Created attachment 1099151 [details] Upstream fix
Created attachment 1099152 [details] Fix ported to Fedora 22's 8.37 version
pcre-8.38-1.fc23 has been pushed to the Fedora 23 stable repository. If problems still persist, please make note of it in this bug report.
pcre-8.37-7.fc22 has been pushed to the Fedora 22 stable repository. If problems still persist, please make note of it in this bug report.
I can reproduce OOB write starting with upstream version 8.31. The actual problematic code was introduced earlier, in version 8.13, in this commit: http://vcs.pcre.org/pcre?view=revision&revision=615 I have not tried to investigate why OOB write is not reproducible in version 8.13 - 8.30. I do not think this should be considered a security flaw.

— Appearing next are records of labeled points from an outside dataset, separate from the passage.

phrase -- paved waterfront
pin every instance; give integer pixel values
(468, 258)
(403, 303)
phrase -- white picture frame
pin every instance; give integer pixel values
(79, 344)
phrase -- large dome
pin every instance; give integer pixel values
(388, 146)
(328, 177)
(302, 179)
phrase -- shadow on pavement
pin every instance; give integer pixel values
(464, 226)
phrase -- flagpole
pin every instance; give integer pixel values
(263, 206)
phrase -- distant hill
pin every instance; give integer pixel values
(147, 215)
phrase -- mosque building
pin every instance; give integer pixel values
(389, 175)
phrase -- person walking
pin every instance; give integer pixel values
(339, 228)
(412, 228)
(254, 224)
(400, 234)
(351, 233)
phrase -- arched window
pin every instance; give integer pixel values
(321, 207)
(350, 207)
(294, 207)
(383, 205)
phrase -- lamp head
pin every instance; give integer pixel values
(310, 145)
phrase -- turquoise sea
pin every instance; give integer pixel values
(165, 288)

This problem is not triggered by a malicious pattern or malicious input, but by incorrect arguments passed to pcre_exec(). The function accepts the following arguments among others: ovector Points to a vector of ints for result offsets ovecsize Number of elements in the vector (a multiple of 3) The pcretest tool allows specifying ovecsize using \O used on the data line. It does not ensure the value specified is actually multiple of 3, and allows ovecsize 1, which triggers this problem. So the fix applied in r1565 seems to add safeguard against incorrect use of PCRE API.